MenopausalMayhemMum · 16/08/2023 19:29

I hope today went well AttackCherubim. I can’t imagine not having my husband at our daughters milestones-such as starting school, and I would be disappointed too if he hadn’t arranged time to be there-not necessarily a whole day annual leave, but jiggling work to take half an hour to be there, which I appreciate not everyone can do.

mandlerparr · 16/08/2023 19:36

I don't see why he can't take an hour or two to do drop off and pick up with you and then work the rest of the time? At mine they come out and get him as a team, although he still balks if I don't also walk him in, there are at least 2-4 other people there to stop him from eloping. The first day I did walk him in alone though, but they walked out with us at pick up.

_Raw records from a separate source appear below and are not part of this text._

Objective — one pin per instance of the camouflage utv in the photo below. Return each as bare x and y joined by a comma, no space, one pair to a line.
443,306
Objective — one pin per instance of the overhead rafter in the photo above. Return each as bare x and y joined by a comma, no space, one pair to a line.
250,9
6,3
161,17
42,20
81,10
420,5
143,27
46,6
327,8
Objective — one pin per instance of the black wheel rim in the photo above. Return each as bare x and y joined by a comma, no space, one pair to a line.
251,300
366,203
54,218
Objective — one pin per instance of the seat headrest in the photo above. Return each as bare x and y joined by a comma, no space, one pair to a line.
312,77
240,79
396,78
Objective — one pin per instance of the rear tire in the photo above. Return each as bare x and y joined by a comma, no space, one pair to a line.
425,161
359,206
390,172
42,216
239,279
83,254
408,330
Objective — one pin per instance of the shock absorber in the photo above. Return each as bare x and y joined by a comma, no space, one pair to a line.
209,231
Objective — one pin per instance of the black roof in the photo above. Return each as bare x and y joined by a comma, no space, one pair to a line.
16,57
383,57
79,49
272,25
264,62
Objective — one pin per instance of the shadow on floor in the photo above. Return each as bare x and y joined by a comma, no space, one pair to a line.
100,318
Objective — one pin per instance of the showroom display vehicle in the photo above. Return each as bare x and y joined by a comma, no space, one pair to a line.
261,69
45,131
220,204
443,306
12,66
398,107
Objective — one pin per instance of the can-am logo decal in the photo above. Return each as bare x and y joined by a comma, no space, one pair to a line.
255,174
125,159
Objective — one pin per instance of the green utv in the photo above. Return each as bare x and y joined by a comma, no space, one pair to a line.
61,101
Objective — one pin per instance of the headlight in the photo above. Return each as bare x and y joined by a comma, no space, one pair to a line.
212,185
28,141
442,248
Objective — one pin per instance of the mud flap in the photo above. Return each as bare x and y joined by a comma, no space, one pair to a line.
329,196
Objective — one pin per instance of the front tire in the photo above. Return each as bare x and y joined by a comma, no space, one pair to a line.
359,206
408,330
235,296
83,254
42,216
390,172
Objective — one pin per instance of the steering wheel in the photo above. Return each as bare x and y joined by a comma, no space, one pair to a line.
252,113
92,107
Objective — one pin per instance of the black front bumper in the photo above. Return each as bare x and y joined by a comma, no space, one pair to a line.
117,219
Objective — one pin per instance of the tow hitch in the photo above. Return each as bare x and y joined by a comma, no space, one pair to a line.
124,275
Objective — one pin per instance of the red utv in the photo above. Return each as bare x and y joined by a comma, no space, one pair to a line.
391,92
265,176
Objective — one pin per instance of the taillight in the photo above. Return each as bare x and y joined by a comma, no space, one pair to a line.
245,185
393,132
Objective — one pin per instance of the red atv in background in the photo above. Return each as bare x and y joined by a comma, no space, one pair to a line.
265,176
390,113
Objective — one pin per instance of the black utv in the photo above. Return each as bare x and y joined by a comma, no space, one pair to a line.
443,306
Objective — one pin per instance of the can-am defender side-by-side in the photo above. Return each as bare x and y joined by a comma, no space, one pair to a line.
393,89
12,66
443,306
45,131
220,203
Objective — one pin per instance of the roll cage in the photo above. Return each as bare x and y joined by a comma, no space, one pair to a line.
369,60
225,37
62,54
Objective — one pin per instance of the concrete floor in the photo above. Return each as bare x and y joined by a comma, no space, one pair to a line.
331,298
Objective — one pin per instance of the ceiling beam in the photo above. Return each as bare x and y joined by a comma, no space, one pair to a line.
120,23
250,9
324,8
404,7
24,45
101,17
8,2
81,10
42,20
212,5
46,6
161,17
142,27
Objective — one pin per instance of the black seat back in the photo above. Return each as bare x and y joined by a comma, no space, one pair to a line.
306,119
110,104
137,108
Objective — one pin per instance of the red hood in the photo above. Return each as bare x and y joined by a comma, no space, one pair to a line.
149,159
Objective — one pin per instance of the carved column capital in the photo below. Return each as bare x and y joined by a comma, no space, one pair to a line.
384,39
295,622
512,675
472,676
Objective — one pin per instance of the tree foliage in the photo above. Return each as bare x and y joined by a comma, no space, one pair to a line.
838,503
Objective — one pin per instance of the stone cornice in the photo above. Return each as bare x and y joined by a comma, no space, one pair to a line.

celticprincess · 16/08/2023 19:43

AttackCherubim · 15/08/2023 11:39

Too much of a drip feed, DS is autistic, and we have to fight to get him his place in the specialist school.
It is a major milestone for him, we do not know how he will cope and being heavily pregnant I could use DHs help

I’m a teacher in a special school. Most kids come in by taxi and parents rarely come in to school. Many first days of school are missed by parents. My eldest child is also autistic. I’m a teacher so have always missed both of them on their first day of school as I’ve already been out to work and had ex DH take them or my mum. Youngest has first day at high school in a few weeks and I’ll be leaving her to get ready and get herself there as I’ll already be out to my school. Eldest autistic child had to do this too when she started high school.

JMSA · 16/08/2023 19:45

YABU.

AnneAnon · 16/08/2023 20:00

Both parents is one thing but we have certain parents at our school who rock up to ABSOLUTELY EVERYTHING with at least one set of grandparents in tow. It irrationally annoys the living shite out of me (especially when one family of fucking six took up almost the entire front row at the Christmas carol concert last year 😬).

Justontherightsideofnormal · 16/08/2023 20:14

@AttackCherubim the specialist school your DS is starting will have strategies in place to help parents/pupils in this situation. I know from first hand experience. I hope your DS has a great first day :)

FairAcre · 16/08/2023 20:25

What a fuss over nothing. I don’t think my husband ever took time off to be there for the first day of school. My kids and I all survived.